The battlefield grids have to communicate with each other — and that's where China's strategy is focused on finding and exploiting vulnerabilities to jam the communication system, degrading an adversary's ability to strike in concert and, hopefully, make those strikes less effective.
3. Strike early, strike hard.
China's strategy to offset US dominance and gain tactical advantages also depends on its ability to strike early in a conflict, and strike hard. China's focus on developing long-range ballistic and cruise missiles that match US weapons like the Advanced Medium Range Air-to-Air Missile, or AMRAAM, which has a range of 100 nautical miles. In some cases, Chinese weapons outmatch US weapons ranges.
This strategy is cost-effective and exploits the US's previous decision to forgo missiles with a range longer than 500 km under the recently-deceased INF treaty; the US tested its first post-INF range ground-launched missile on August 18. Plus, China can call massive mobile, land-based missile strikes with relative ease, exploiting the US's dependence on air-based bombardments, which take longer to coordinate.
China has so focused on its missile strategy that it has created a branch of its military entirely devoted to it — the People's Liberation Army Rocket Force (PLARF), which is now developing "some of the most advanced cruise and ballistic missiles of any force," including hypersonic missiles and the DF-21D "carrier killer," which has a nearly 1,000-mile range, according to the report.
4. China hides its hand.
All these so-called "offset" strategies include some element of capability concealment, to suprise adversaries during battle. The US calls these "black capabilities," kept under lock and key by military and state apparatus. While China may show off some of its capabilities, like the "carrier-killer," as a deterrent, it keeps what some observers call "Assassin's Mace" or Project 995 weapons, secret.

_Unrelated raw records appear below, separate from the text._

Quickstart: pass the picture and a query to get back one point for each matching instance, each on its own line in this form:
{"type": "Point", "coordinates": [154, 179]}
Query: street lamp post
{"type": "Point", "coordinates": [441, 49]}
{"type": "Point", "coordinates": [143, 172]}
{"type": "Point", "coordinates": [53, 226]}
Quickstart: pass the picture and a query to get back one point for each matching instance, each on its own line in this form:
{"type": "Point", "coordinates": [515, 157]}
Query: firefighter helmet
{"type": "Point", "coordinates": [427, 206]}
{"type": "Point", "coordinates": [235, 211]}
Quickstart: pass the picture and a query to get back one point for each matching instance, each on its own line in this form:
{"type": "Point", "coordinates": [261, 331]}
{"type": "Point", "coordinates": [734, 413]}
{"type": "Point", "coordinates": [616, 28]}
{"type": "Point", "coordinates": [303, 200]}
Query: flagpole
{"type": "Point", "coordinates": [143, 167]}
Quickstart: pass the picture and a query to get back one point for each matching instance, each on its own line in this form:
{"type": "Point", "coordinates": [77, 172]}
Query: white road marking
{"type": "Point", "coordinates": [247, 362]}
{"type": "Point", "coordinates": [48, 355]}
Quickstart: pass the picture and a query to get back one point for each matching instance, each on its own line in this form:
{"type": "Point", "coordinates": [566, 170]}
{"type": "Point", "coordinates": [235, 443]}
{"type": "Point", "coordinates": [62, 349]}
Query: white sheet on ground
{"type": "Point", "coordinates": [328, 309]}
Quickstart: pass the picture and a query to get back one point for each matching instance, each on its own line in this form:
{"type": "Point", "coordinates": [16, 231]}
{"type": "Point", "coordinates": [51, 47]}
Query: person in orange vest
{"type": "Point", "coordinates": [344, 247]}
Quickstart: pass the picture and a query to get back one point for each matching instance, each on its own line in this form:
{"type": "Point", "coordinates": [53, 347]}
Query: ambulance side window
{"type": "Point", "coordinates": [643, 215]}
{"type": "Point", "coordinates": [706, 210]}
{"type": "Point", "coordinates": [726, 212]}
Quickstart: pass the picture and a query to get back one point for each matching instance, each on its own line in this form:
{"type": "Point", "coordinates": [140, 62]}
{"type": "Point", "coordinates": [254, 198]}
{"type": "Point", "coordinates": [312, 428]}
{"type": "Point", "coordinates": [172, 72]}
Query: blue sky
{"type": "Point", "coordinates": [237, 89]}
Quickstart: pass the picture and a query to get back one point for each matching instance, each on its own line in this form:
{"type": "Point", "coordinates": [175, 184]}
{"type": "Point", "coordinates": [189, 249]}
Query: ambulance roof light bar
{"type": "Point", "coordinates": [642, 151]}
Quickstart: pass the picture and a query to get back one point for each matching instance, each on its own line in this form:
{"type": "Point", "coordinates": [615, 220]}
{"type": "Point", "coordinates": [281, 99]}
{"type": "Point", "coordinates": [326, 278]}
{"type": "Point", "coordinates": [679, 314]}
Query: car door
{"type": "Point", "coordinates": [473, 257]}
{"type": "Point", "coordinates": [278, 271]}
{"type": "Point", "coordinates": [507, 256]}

Work speculates that these "black" capabilities might include "directed energy weapons, advanced space weapons, electromagnetic railguns, high-powered microwave weapons, or even more exotic arms."

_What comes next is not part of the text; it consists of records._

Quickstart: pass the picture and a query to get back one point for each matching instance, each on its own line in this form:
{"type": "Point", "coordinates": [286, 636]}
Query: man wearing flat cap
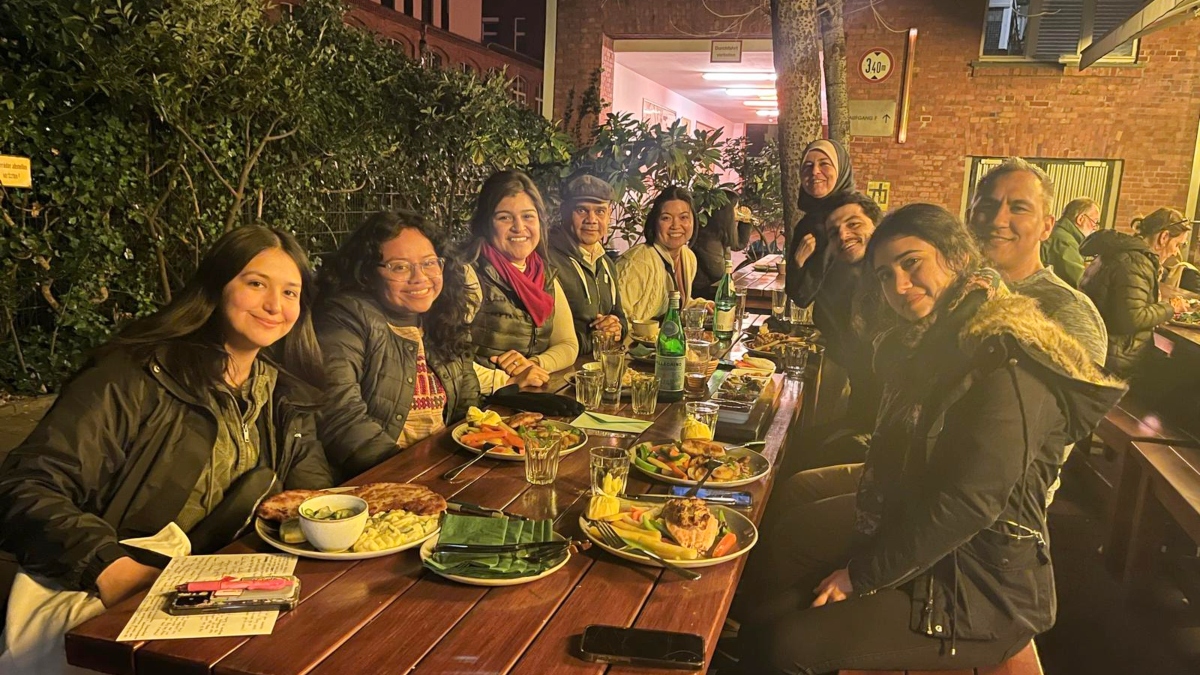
{"type": "Point", "coordinates": [587, 275]}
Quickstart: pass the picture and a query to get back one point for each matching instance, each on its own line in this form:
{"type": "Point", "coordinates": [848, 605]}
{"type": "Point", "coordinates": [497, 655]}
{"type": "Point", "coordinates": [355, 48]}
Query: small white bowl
{"type": "Point", "coordinates": [334, 535]}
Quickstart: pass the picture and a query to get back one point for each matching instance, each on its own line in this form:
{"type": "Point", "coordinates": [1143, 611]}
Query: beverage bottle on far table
{"type": "Point", "coordinates": [670, 353]}
{"type": "Point", "coordinates": [726, 305]}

5. China leads in artificial intelligence.
China's goverment notoriously uses artificial intelligence to track and control its population. It's also betting that AI like autonomous unmanned systems, human-machine hybrid intelligence, automated decisionmaking, and intelligent robotics are the future both of economic advancement and warfighting, and it's determined to come out on top.
China's tactic of military and civil fusion also works here, as advancements in the civilian sector will be easily adapted to military capabilities.
6. Their economy is a juggernaut and its technology could readily be translated into mass producing world-class military systems.
China's economy is the second-largest in the world, and it's on the path to overtake the US's in absolute GDP by 2030 — giving China the ability to spend far more resources on its military than in previous decades.
From 1996 to 2015, China increased its military spending by 620%.
What can the US do?
After decades of primacy and focusing on conflicts in the Middle East, the US is unprepared for the kind of power China is building. So what can the Defense Department do to improve its chances in a great power matchup with China? Work's report proposes the following.
Study and expolit weaknesses in China's strategy.
Weaken China's confidence in their own ability to drive the narrative of conflict and weapons developments by showing our own military prowess and understanding of their strategy.
Ensure that US technology, strategy, doctrine, and organizations fit together seamlessly to achieve the US's desired end state.
The US military "has a demonstrated ability to question the status quo, to take risks and experiment, and adopt new technologically enabled operational concepts that confound its opponents," Work's report observes.
"If it hopes to upset the Chinese offset, it will need to do so again."